Now, the really interesting bit you did is wrapping "d->" in QStringLiteral, that's what gives a large gain for the dpointer case (when I did the benchmarking I did it with QStringLiteral in both versions, otherwise I knew it was just unfair).

Obviously I'd be totally cool with just a QStringLiteral change since it would have real value (divides time by three roughly, this is definitely a large gain).

If the patch is cleaner, has less code, make it in general more readable, easier to maintain and performance is not a issue at all in this simple function, why does matter it if it's optimized or how is optimized ? This code does not need to be super optimized and the actual patch that @tcanabrava proposes is a better code in general comparable with the old one.
I don't see why this discussion is happening and why, to me performance is a problem if it is a real problem, otherwise no and this discussion is pointless.

ervin added a comment.Dec 23 2019, 9:24 PM

This is pointless, most compilers would do NRVO (+ move assign) here... which would be neatly obliterated by the ternary operator. This is a pessimisation you're proposing here, not an optimization.

I don't know what you are talking about, this is using return time optimization. have you tested the code or just assumed that ternaries will not do NRVO?

OK, let me try again.

I did benchmark old and new before my first reply (and I wonder why I wrote pessimisation previously, I think I got carried away a bit, apologies). What I meant was that: if and when there is a small measurable gain, I don't think it is as dramatic as you make it sound. The point I was trying to make was that since the ternary will prevent NRVO, you're trading one return optimization (NRVO) for another (RVO). In other words, the same amount of objects will be involved. It's far from the "there was no return optimization now there's one" that I understood you're trumping. Thus the gain between the two versions when there is, is unlikely to come from RVO. It is mostly about avoiding the move assignment in the newer version (roughly a couple pointers copy).

Now, the really interesting bit you did is wrapping "d->" in QStringLiteral, that's what gives a large gain for the dpointer case (when I did the benchmarking I did it with QStringLiteral in both versions, otherwise I knew it was just unfair).

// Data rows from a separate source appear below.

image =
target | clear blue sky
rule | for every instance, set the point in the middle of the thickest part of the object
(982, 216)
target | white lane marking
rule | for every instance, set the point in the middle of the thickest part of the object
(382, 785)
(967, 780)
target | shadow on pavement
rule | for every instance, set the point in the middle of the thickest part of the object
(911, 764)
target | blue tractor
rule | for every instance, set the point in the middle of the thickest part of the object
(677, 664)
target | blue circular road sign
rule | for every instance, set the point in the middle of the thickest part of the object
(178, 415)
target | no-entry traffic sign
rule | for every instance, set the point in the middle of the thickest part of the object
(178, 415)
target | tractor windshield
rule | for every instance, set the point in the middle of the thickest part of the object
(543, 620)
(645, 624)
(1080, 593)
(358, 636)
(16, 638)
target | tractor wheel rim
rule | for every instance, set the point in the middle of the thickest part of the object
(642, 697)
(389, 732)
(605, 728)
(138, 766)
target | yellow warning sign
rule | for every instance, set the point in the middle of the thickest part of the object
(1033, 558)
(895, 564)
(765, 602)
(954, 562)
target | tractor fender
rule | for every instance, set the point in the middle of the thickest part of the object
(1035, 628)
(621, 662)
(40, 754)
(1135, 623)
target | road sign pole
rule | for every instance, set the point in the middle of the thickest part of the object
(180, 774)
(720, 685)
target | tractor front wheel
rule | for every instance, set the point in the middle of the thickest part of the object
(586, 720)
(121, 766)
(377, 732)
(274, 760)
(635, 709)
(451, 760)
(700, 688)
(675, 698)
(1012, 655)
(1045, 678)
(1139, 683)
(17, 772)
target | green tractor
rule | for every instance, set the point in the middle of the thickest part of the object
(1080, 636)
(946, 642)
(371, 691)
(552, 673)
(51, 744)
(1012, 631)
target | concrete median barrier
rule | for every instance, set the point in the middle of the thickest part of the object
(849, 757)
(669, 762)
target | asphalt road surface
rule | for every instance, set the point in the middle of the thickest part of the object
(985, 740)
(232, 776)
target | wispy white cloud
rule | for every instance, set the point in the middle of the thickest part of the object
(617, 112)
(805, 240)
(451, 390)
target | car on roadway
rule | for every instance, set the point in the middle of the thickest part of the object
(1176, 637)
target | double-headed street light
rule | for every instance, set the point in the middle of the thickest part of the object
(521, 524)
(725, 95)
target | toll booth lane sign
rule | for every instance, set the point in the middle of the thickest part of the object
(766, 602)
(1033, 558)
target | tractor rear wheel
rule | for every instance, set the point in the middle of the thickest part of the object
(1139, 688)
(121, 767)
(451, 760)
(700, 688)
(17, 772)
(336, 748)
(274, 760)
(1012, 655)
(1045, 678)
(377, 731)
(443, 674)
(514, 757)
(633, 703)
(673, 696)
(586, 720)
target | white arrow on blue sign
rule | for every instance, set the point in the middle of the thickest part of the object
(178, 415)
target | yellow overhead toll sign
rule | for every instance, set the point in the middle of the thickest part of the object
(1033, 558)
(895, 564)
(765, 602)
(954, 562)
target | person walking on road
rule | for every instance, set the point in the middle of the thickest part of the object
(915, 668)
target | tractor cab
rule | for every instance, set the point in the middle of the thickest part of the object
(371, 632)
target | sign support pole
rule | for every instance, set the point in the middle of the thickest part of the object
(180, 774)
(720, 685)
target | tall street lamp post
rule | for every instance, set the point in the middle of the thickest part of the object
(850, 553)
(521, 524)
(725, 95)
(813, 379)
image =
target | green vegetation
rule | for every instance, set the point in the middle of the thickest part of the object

Obviously I'd be totally cool with just a QStringLiteral change since it would have real value (divides time by three roughly, this is definitely a large gain).

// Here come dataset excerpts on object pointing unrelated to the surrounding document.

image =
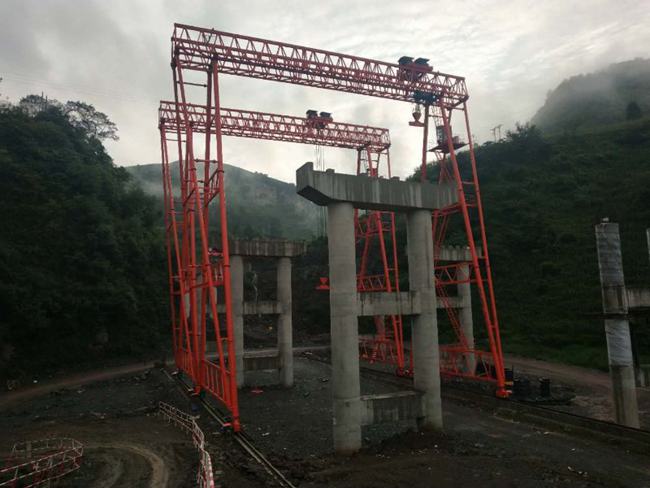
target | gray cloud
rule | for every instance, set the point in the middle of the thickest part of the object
(116, 56)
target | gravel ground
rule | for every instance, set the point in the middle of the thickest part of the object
(128, 446)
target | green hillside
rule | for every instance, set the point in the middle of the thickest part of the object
(542, 197)
(258, 206)
(82, 273)
(617, 93)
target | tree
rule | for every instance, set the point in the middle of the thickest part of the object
(91, 121)
(632, 111)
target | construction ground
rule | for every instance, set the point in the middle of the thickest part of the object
(113, 413)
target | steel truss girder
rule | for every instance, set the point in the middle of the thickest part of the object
(197, 48)
(276, 127)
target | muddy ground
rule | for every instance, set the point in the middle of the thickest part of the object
(126, 445)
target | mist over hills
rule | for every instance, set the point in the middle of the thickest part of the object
(603, 97)
(258, 205)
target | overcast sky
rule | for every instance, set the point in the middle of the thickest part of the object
(115, 54)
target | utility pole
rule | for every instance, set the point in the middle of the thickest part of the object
(496, 132)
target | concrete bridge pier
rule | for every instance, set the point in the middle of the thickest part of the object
(346, 386)
(426, 373)
(285, 328)
(617, 327)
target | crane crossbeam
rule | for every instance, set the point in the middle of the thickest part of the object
(276, 127)
(196, 48)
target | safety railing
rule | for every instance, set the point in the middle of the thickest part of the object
(205, 476)
(37, 463)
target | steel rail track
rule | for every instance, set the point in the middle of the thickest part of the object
(610, 432)
(241, 438)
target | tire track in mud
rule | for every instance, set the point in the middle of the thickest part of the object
(124, 463)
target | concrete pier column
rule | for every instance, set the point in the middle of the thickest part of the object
(346, 388)
(237, 293)
(425, 325)
(617, 327)
(285, 329)
(465, 312)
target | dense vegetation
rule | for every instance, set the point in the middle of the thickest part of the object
(258, 206)
(82, 271)
(542, 198)
(82, 268)
(615, 94)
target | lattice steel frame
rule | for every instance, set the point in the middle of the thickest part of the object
(212, 51)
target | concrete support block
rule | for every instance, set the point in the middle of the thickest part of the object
(403, 303)
(643, 376)
(391, 407)
(465, 313)
(237, 293)
(285, 330)
(617, 327)
(261, 361)
(346, 387)
(638, 298)
(425, 325)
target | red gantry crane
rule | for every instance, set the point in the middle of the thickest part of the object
(209, 53)
(372, 147)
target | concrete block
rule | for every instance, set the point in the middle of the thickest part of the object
(263, 361)
(391, 407)
(267, 248)
(324, 188)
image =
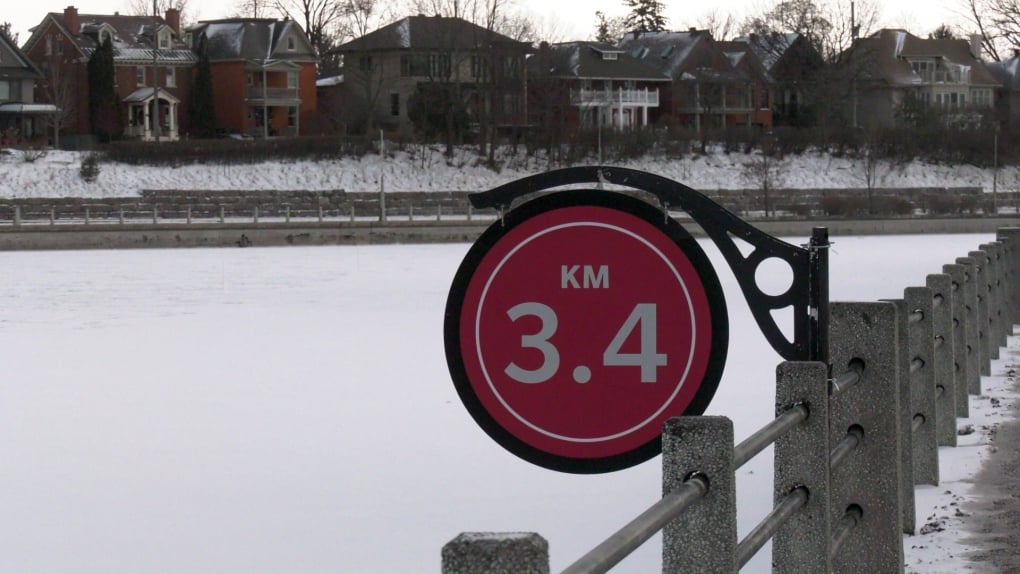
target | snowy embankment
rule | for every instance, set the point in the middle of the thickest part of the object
(56, 174)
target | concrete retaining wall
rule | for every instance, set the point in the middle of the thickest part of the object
(113, 236)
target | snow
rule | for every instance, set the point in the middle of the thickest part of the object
(290, 409)
(425, 168)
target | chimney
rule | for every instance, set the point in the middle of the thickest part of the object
(71, 21)
(173, 19)
(975, 45)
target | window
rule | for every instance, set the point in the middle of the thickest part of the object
(439, 65)
(511, 66)
(413, 65)
(479, 67)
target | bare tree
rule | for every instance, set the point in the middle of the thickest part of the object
(145, 8)
(722, 27)
(998, 21)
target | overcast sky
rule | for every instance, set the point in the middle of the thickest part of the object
(562, 20)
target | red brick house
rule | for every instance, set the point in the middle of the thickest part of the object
(153, 68)
(261, 68)
(710, 88)
(589, 84)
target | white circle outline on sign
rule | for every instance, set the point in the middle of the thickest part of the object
(481, 361)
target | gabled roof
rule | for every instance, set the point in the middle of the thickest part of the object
(252, 39)
(887, 55)
(666, 50)
(769, 48)
(588, 60)
(13, 63)
(134, 37)
(429, 33)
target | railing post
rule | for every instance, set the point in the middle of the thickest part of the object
(942, 367)
(908, 517)
(496, 553)
(869, 477)
(984, 335)
(997, 315)
(1011, 238)
(921, 381)
(704, 539)
(802, 460)
(961, 355)
(971, 325)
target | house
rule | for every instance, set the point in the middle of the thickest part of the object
(590, 84)
(901, 77)
(152, 67)
(710, 89)
(795, 67)
(420, 64)
(263, 74)
(1008, 102)
(20, 116)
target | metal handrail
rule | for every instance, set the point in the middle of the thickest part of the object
(762, 533)
(849, 521)
(769, 433)
(639, 530)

If the patch is cleaner, has less code, make it in general more readable, easier to maintain and performance is not a issue at all in this simple function, why does matter it if it's optimized or how is optimized ? This code does not need to be super optimized and the actual patch that @tcanabrava proposes is a better code in general comparable with the old one.
I don't see why this discussion is happening and why, to me performance is a problem if it is a real problem, otherwise no and this discussion is pointless.

Ah! Right: I also take into account the commit log. And in that case it is wrong: this is barely an optimization except for the QStringLiteral. It should say so.

As for "cleaner" and "more readable", this is very debatable and subjective. That's why I consider the rest (beyond the QStringLiteral introduction this is where the value of that patch is: but it should say so) to be mostly about personal style which is not a good reason to start a patch in the first place.

Am I being pedantic? Yes. It's motivated by the fact that we're touching a very critical and old component in our frameworks. It needs to be handled with lots of extra care while the changes proposed are in part and unwillingly justifying personal preferences under other motives and that gives me the creeps.

Before this gets the wrong spin because the internet and text based communication lead to that: I'm not accusing Tomaz of being evil or trying to disguise his motives. I like the author of those patches and I don't think this is what's going on at all. But, I'm trying to push for energy to be channeled and focused at the right places in the future patches.